Alors que les Français manifestent leur attachement au bicaméralisme à l'occasion des référendums de 1946 et de 1969, l'existence du Sénat est réhabilitée. Le concours d'une seconde chambre permet alors une réflexion qui, à la faveur d'une meilleure qualité de la production législative, tronque les écueils des décisions hâtives prises sous l'empire d'une émotion quelconque. Toutefois, en dépit d'une apparente collaboration au sein du Parlement, ce sont bien deux entités qui doivent être distinguées l'une de l'autre. En effet, si les sénateurs demeurent, en vertu de l'article 24 de la Constitution, les représentants du territoire, les députés seuls, membres de la chambre basse du Parlement, assurent la représentation du peuple, puisqu'ils sont élus, directement, par celui-ci.

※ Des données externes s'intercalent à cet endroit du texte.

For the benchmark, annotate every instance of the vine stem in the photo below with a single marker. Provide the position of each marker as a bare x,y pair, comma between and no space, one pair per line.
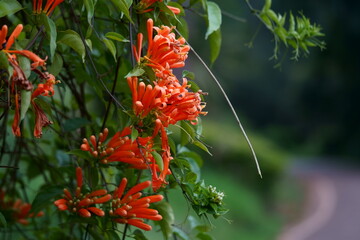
229,103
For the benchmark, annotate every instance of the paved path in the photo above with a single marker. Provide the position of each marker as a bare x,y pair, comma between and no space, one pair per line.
332,211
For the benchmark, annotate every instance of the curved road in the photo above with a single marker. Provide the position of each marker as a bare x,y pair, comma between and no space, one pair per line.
332,210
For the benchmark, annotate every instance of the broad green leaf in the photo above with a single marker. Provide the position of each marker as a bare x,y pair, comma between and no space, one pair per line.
3,221
202,146
123,6
8,7
158,160
204,236
214,18
45,197
51,33
134,134
25,103
89,5
215,45
75,123
80,153
24,63
181,234
111,46
73,40
116,36
56,65
94,232
166,211
135,72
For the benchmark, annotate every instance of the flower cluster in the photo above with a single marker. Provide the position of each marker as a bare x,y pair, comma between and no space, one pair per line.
17,211
126,208
130,207
19,81
80,203
49,6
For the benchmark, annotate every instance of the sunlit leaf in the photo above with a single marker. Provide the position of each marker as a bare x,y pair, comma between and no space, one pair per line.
111,46
8,7
215,45
73,40
51,33
89,5
214,18
166,211
116,36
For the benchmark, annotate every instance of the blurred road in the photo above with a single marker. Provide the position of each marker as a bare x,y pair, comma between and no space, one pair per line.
332,210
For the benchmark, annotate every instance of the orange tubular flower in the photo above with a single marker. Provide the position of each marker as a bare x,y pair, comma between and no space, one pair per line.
131,209
164,50
49,6
120,148
80,203
44,89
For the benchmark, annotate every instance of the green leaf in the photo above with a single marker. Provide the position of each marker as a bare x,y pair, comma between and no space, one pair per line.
51,33
73,40
45,197
139,235
134,134
123,6
135,72
187,133
116,36
202,146
24,63
25,103
214,18
80,153
204,236
89,5
215,45
112,234
3,221
75,123
4,67
181,234
158,160
56,66
111,46
8,7
166,211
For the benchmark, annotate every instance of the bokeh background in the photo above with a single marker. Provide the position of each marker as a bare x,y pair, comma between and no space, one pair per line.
302,119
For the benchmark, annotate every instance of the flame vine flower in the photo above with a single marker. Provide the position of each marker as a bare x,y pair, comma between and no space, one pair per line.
120,148
17,211
80,203
49,6
131,208
20,82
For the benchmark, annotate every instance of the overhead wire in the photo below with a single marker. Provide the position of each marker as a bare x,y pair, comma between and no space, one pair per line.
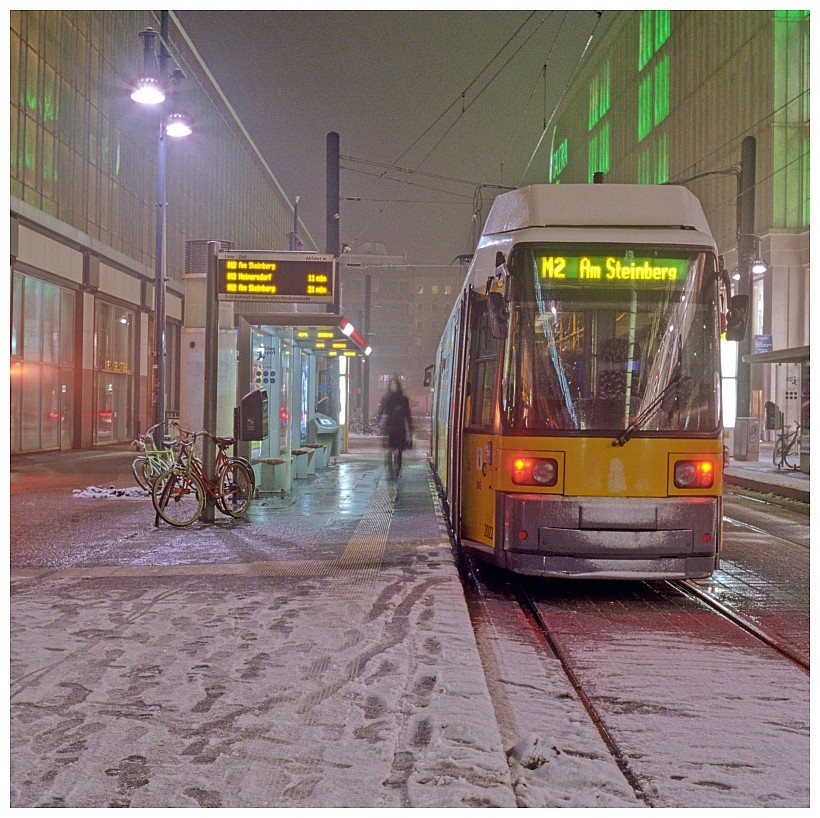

Ainsi loin d'être frappés de la moindre illégitimité, les 577 députés qui composent l'Assemblée Nationale sont élus en ayant réuni sur leur nom la majorité absolue des suffrages exprimés. Depuis 1958, à l'exception de la courte parenthèse de 1986, ils sont en effet désignés au scrutin majoritaire uninominal à deux tours, en vertu de quoi ils sont investis d'un mandat national pour une durée de cinq ans. L'accession à la tribune parlementaire revêt de la sorte un caractère contraignant, inhérent au système qui néanmoins garantit l'efficacité des choix effectifs des électeurs. Tel est le prix à consacrer pour bénéficier du statut de député, un statut apparemment privilégié, toutefois conçu comme un moyen destiné à lui assurer l'indépendance et la liberté d'expression nécessaires à l'exercice du mandat parlementaire. En effet, celui-ci s'accompagne de plusieurs avantages qui se traduisent non seulement par une indépendance juridique, mais aussi par une autonomie financière garantie par le versement d'indemnités, le libre exercice du mandat de parlementaire ne pouvant être cautionné par la seule préséance de l'impunité. En revanche, sa spécificité ne tient pas uniquement qu'à ces prérogatives, il procède de contreparties nécessaires à sa reconnaissance.
Ainsi, en quoi consiste le statut de député sous la Ve République ?
Alloué par une protection indispensable qui répond aux exigences de la mission des parlementaires, le statut de député engage une autonomie financière mais impose également une loyauté consacrée par le principe des incompatibilités et ce, en vertu de l'article 25 de la Constitution (I). Le député dispose également d'immunités parlementaires qui lui assurent un régime juridique dérogatoire au droit commun afin de préserver leur indépendance (II).
[...] Celui-ci constate, le cas échéant, l'inéligibilité et, par la même décision, déclare le député démissionnaire d'office. En outre, si la commission chargée du contrôle estime insuffisantes les explications fournies par le parlementaire, elle peut saisir le parquet. Les incompatibilités, prévues par la même ordonnance, répondent au souci de protection du mandat parlementaire. À la différence de l'inéligibilité, elle n'empêche pas a priori l'élection, mais elle impose a posteriori un choix à l'élu. Il s'agit d'une protection indirecte qui obéit à un certain nombre de principe. [...]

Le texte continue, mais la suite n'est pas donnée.